Bob Denver's real son Patrick filled in as a ''little'' Gilligan in the ''Jack & the Bean Stalk'' episode
''V for Vitamins'' gave ''little buddy'' new meaning.
Read to Me
At 6' 2", Alan Hale Jr. already towered over Bob Denver, who stood 5' 8". This difference in height led right to the famous "Little Buddy" nickname that the Skipper gives Gilligan on Gilligan's Island. But for a memorable episode "V for Vitamins," which parodied the children's tale "Jack and the Bean Stalk," Gilligan's Island creator Sherwood Schwartz decided he needed an even bigger contrast in heights between the Skipper as the Giant and Gilligan as Jack.
In making this creative decision, he added a dash of slapstick comedy to the hit Sixties show. The scene plays out like this: Gilligan slips into a dream where he climbs a beanstalk and ends up in front of a giant castle in the clouds. He enters and is warned of the giant, so when the Skipper approaches with a booming "Fee-fi-fo-fum," Gilligan as Jack cowers behind crates of oranges.

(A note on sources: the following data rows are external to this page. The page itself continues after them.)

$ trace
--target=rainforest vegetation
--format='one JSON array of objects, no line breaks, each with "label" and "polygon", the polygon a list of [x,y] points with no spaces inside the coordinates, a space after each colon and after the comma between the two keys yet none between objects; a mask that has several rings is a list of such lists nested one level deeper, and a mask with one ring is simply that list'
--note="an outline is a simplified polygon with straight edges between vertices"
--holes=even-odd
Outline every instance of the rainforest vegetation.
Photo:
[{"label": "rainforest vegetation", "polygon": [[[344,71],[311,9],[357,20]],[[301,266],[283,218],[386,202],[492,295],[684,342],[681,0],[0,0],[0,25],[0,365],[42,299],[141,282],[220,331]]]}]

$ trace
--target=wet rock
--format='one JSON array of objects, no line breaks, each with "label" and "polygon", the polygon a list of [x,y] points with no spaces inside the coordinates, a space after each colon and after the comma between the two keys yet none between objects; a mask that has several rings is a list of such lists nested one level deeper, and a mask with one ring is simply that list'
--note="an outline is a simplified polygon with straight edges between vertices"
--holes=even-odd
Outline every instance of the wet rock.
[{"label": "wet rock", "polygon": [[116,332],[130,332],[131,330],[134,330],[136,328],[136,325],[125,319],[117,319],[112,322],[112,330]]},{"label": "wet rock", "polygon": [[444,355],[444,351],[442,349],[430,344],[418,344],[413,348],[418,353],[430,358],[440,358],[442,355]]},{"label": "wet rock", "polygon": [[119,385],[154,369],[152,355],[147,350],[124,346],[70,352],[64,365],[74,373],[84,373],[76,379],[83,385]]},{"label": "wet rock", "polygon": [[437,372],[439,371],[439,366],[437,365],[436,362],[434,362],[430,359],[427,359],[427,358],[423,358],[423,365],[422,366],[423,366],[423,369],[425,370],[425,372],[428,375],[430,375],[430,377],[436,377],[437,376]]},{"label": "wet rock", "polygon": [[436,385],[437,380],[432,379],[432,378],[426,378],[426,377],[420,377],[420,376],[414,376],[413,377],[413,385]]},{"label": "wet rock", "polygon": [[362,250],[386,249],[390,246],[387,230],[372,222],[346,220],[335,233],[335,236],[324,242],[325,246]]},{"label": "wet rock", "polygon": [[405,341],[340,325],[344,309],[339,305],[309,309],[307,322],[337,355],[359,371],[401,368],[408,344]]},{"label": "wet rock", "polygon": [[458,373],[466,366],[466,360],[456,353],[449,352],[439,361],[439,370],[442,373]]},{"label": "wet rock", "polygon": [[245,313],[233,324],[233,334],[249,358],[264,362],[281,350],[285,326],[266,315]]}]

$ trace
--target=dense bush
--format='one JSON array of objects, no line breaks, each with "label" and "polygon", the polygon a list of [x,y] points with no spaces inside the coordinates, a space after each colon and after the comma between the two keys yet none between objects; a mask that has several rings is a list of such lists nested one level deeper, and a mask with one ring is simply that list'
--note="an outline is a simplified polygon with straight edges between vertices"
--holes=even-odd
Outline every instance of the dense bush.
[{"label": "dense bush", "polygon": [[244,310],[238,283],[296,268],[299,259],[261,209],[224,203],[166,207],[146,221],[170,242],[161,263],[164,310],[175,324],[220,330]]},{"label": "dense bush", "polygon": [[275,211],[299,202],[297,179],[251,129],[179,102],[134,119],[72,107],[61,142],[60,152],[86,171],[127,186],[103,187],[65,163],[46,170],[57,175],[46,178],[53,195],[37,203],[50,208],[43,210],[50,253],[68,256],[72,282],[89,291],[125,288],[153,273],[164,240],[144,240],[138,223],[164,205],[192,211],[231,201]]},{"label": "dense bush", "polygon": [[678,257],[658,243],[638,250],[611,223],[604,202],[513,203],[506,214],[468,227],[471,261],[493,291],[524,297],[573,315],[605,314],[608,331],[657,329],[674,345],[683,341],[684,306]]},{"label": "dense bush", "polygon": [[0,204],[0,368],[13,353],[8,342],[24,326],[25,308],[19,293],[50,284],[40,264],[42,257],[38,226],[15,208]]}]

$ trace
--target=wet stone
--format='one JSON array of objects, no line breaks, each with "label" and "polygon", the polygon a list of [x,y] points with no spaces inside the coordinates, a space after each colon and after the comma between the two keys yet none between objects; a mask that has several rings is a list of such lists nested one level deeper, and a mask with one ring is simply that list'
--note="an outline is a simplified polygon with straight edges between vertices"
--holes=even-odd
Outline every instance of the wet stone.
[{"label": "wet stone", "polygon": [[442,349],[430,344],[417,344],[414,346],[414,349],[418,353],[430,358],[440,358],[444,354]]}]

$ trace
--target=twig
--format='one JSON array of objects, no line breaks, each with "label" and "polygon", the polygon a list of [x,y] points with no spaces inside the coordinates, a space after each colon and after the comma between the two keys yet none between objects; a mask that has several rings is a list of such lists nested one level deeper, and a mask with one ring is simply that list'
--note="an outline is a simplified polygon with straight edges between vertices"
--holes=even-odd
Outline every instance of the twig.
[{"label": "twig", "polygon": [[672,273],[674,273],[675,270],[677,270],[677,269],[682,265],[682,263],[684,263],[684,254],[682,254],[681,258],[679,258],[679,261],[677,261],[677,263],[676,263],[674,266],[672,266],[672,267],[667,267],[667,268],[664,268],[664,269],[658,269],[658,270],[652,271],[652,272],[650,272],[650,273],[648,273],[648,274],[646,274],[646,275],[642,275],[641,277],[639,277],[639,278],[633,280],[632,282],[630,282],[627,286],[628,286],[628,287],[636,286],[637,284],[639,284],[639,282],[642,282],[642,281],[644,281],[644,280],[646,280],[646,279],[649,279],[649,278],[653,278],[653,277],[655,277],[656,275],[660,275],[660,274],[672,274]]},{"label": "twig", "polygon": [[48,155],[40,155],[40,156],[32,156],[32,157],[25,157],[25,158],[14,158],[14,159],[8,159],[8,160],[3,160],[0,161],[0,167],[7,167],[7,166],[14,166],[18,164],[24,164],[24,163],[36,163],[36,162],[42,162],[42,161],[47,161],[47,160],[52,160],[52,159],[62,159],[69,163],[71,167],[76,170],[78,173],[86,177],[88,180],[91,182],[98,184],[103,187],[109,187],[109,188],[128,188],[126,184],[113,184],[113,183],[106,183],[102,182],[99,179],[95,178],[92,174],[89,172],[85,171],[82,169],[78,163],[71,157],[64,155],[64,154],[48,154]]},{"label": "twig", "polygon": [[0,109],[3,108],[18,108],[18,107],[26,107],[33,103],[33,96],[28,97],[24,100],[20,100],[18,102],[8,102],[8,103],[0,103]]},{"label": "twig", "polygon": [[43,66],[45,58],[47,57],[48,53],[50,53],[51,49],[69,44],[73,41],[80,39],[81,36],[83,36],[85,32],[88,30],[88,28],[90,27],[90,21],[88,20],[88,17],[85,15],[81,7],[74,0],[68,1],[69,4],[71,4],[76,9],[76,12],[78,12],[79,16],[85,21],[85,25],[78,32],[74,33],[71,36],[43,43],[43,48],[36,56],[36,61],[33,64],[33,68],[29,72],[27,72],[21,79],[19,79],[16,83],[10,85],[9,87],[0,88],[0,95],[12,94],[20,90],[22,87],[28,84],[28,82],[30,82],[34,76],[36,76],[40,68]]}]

Throughout the scene, the Skipper is shot from a low angle, toying with perspective to make his height seem drastically more imposing. During the scene, we watch as Hale's giant sniffs Gilligan out, just like the giant in the original story, and that's when Schwartz flips the perspective to show Hale standing over the orange crates at his actual height. At this point, his enormity would have been unconvincing had Denver shot the scene.
To make it work, they needed to cast a child actor to fill in as Gilligan's Jack, and it happened that there was a kid who frequented the set who looked just like Bob Denver. It was Denver's son Patrick.
At that time, Patrick was five years old. He's billed in the cast as "Little Gilligan," so remember when you watch Hale pretending to chase the boy around the castle, he's really just goofing around with his Little Buddy's oldest son. Once you know it's Denver's son wearing the tiny Gilligan hat in the scene, it adds an extra layer of charm to see him scramble and duck the Skipper's increasingly bad temper, just like his dad does in most episodes.
This single appearance in Gilligan's Island was to serve as Patrick Denver's only acting role for most of his career.
Bob's young boy instead became a visual effects artist, working in makeup and set design, involved in the special effects of popular movies like Batman Returns, Bram Stoker's Dracula, Titanic, Star Trek: Insurrection, Zoolander and more. In fact, he never acted again until 2015, when he played a small part as a nurse in the TV movie Sharktopus vs. Whalewolf, for which he also did the creature effects.
Considering the imaginative turn in his career, it makes you wonder if playing pretend on his dad's hit sitcom unlocked the sense of wonder behind all this creative output.